While Joshua Z. Weinstein’s 2017 indie drama “Menashe” views Hasidic life in Brooklyn through the eyes of a mild nonconformist, Ewing and Grady’s nonfiction film goes several steps further. The directors’ latest effort trains its gaze on three individuals looking to escape their domineering milieu, which controls its citizens via forced ignorance about the secular world (e.g. no cell phones for kids, as a rabbi screams at a 2012 Citi Field rally) and threats of excoriation and expulsion if (often-misogynistic) religious guidelines are not strictly followed. For twentysomething Luzer, liberation has already been achieved, and necessitated abandoning his wife and children and absconding to Los Angeles to pursue his dream of becoming an actor. Now living in an RV and making cash by hook or by crook (as well as by Uber), Luzer is a man adrift, unsure of how to thrive in a society he was unprepared to enter — due, in large part, to a Hasidic upbringing that provided no practical knowledge but plenty of theology-based demands and abuse.
Violence similarly factors into other character studies in “One of Us.” For teenage Ari, a childhood rape by a camp counselor has left him psychologically scarred and — as he expresses to a neighborhood elder willing to lend a sympathetic ear — doubtful about the existence of a God who could allow such torment to go unpunished. While his rebellion initially involved surfing the forbidden Internet (“A gift from God!” he exclaims), it also led to cocaine addiction, as well as a deep longing for spiritual and social communion. That hunger, he learns, can’t be satiated by a return to his hometown; the judgment of street-corner elders over his non-traditional appearance and attitude serves as a constant reminder that fundamentalist belief is predicated on the negation of personal freedom.

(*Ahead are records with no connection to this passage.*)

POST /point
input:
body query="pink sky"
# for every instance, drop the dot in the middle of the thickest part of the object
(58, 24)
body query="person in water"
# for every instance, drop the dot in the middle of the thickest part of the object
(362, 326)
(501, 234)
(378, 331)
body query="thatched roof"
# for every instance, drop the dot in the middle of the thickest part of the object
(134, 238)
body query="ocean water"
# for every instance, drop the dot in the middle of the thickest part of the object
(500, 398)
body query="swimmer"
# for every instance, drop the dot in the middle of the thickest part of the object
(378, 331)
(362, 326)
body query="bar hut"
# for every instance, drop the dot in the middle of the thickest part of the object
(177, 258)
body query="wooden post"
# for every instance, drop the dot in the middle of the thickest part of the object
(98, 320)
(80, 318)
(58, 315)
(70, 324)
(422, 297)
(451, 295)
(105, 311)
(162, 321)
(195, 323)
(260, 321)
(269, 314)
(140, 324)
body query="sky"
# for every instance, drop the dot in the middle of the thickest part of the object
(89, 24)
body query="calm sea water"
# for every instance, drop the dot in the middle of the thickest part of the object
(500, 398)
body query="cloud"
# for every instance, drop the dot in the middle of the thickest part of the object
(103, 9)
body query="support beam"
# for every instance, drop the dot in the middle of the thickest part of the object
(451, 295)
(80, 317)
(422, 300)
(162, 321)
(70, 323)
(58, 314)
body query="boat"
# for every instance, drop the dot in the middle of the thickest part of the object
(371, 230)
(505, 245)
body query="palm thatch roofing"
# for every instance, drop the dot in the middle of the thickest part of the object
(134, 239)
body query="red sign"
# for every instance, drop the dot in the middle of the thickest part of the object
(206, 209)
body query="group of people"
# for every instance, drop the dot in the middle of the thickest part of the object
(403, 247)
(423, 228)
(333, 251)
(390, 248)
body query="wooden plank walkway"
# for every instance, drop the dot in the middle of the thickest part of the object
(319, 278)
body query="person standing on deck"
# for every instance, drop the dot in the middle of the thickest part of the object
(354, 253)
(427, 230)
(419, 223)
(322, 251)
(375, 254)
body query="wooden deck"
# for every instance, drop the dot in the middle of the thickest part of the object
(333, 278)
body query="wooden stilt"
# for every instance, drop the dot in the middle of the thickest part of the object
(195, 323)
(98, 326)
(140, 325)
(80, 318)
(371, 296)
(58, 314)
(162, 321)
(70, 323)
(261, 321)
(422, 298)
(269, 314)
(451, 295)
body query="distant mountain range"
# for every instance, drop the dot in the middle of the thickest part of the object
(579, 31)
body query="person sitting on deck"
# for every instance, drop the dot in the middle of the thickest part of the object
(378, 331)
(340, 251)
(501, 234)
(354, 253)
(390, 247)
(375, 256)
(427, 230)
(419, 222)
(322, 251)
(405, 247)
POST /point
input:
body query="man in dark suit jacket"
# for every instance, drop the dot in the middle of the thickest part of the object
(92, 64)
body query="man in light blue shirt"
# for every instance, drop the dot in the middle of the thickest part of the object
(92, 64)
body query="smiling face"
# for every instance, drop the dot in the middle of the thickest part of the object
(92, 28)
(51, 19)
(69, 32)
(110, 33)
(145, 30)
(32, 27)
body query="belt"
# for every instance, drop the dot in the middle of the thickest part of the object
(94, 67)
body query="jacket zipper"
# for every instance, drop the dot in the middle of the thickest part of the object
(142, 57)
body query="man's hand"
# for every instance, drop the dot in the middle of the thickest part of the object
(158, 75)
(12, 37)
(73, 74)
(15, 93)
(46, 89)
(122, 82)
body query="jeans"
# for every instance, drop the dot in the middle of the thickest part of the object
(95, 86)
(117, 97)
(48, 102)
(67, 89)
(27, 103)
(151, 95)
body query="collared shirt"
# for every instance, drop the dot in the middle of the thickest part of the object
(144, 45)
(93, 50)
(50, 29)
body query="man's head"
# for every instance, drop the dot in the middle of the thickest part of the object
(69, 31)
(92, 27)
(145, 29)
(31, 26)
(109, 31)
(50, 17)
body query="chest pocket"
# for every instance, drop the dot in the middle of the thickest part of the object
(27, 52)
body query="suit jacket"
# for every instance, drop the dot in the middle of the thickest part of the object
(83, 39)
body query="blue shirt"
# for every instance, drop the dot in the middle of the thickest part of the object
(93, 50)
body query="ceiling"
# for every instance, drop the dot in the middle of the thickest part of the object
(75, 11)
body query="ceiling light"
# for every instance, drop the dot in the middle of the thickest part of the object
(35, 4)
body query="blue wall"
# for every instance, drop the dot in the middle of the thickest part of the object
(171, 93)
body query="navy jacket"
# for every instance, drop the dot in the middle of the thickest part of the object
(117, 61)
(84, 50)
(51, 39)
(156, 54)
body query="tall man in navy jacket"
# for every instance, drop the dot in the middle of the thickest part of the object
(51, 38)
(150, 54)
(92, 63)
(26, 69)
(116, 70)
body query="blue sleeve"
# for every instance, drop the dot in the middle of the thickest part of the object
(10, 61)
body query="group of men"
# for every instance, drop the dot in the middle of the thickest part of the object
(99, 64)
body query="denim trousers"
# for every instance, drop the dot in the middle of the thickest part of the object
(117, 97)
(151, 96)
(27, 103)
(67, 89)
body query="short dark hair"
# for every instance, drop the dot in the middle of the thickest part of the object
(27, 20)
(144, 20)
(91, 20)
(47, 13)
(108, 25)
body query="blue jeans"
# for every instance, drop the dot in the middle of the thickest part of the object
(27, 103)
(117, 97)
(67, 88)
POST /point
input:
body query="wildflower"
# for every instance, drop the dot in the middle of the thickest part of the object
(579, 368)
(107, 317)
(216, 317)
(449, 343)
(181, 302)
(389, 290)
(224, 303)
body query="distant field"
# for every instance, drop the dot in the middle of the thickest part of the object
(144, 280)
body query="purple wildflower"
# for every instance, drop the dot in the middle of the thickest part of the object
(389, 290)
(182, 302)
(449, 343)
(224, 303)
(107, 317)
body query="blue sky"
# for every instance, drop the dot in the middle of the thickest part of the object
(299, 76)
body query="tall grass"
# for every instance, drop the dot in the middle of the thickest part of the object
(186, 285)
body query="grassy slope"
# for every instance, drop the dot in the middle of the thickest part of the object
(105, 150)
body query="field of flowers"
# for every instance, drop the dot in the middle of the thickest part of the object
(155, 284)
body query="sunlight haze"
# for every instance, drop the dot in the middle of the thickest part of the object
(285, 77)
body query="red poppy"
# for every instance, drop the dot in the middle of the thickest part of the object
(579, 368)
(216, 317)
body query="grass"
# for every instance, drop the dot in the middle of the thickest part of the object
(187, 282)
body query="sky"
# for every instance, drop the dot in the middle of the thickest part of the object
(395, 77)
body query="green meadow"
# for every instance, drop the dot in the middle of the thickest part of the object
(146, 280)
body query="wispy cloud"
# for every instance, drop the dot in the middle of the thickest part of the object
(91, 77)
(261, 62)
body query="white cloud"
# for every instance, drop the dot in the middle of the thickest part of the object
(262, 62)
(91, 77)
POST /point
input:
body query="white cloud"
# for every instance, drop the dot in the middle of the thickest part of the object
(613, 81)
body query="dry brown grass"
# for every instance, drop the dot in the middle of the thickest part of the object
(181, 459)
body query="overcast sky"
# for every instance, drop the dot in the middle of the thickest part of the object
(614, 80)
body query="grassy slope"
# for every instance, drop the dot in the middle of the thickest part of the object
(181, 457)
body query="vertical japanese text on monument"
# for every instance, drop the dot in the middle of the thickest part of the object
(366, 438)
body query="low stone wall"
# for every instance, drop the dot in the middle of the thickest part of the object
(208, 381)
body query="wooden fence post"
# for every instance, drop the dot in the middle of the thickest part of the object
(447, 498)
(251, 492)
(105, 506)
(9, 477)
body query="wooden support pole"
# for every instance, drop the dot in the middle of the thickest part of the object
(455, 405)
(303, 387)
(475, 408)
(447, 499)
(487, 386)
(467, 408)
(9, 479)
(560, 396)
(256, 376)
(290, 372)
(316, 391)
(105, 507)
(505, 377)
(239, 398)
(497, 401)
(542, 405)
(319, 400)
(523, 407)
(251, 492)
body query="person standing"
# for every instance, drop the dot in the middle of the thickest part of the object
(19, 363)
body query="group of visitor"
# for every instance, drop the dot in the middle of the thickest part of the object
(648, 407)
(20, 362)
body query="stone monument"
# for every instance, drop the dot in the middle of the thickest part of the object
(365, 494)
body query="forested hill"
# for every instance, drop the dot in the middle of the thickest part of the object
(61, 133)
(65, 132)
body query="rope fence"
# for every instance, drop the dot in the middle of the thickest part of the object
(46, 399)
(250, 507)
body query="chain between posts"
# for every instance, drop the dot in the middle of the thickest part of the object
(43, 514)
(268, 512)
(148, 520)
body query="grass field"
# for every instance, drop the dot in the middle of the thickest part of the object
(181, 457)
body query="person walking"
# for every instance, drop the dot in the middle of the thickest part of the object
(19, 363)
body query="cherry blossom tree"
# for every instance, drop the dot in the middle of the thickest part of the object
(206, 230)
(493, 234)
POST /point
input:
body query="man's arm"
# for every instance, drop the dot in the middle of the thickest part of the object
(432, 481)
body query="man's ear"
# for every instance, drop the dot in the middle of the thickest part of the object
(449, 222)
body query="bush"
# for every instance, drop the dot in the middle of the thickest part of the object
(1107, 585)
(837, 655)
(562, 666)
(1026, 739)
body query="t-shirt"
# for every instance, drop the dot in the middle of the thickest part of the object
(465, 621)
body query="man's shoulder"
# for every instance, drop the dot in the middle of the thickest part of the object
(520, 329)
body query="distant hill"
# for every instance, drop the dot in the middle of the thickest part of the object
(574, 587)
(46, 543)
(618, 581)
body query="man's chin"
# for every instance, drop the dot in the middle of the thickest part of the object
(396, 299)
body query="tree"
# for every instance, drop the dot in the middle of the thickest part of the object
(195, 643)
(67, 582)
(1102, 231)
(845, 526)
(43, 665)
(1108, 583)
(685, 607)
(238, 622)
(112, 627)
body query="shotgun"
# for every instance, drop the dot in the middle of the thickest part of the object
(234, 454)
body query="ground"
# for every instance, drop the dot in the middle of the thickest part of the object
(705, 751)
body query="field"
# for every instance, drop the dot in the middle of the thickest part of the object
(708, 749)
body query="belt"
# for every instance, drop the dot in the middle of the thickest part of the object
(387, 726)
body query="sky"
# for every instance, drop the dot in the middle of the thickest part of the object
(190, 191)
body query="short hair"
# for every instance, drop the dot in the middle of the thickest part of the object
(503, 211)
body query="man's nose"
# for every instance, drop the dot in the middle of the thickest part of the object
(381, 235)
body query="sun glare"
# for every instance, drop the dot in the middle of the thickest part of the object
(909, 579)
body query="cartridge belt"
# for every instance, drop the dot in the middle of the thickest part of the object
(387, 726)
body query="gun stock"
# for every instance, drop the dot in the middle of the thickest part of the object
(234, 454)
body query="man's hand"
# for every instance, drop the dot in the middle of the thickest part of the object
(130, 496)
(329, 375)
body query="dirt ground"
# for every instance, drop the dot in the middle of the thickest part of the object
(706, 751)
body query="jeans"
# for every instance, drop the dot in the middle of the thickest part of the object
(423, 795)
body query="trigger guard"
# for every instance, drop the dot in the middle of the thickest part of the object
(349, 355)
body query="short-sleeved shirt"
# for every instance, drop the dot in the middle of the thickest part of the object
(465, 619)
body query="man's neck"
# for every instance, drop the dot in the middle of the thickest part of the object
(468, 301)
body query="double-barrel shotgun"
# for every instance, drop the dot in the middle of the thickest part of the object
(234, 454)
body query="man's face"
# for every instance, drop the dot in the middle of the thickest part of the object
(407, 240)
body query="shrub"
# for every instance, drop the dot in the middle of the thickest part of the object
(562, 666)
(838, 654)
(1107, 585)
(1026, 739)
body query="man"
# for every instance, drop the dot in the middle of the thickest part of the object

Most distressing of all, however, is the plight of Etty, a mother who was forced at age 19 into marriage and ceaseless child-rearing (she has seven kids before she’s 32), and now seeks to flee her tyrannical husband for a contemporary existence in New York. The Hasidic community aggressively opposes her plan, aiming to prevent her from leaving and, in the process, modernizing her brood. Their efforts, multiple speakers argue, stem from the belief that young Hasidic souls function as replacements for those who were lost in the Holocaust, thus underscoring their vital holy importance. More troubling still, Etty’s attendance at Footsteps (an organization that helps people leave their Hasidic lives), and her fight for custody of her offspring, result in terrifying retaliation, be they literal attempts on her life, or manipulation of a court system eager to kowtow to her ex’s demand that the “status quo” of their kids’ lives be upheld.
Ewing and Grady’s camera alternates between cozying up to its subjects one moment, and remaining at a distance the next. As with their refusal to reveal Etty’s face until she’s ready to expose herself to those around her, their approach proves a respectful and evocative means of conveying the alienation, anger and loneliness at the heart of these stories. Opting for a fly-on-the-wall style, the filmmaking duo express, and augment, their subjects’ roiling emotional states, using shrewd compositions that cut off their heads or spy on them through narrow doorways. And in a beautiful repeated shot of Etty looking in the mirror as she takes off, and puts back on, her wig — her reflection first doubled, and then unified — they capture the fundamental caught-between-two-worlds conundrum in which all three of these isolated souls find themselves, struggling to reconcile their upbringing and individual desires into a new, stable identity.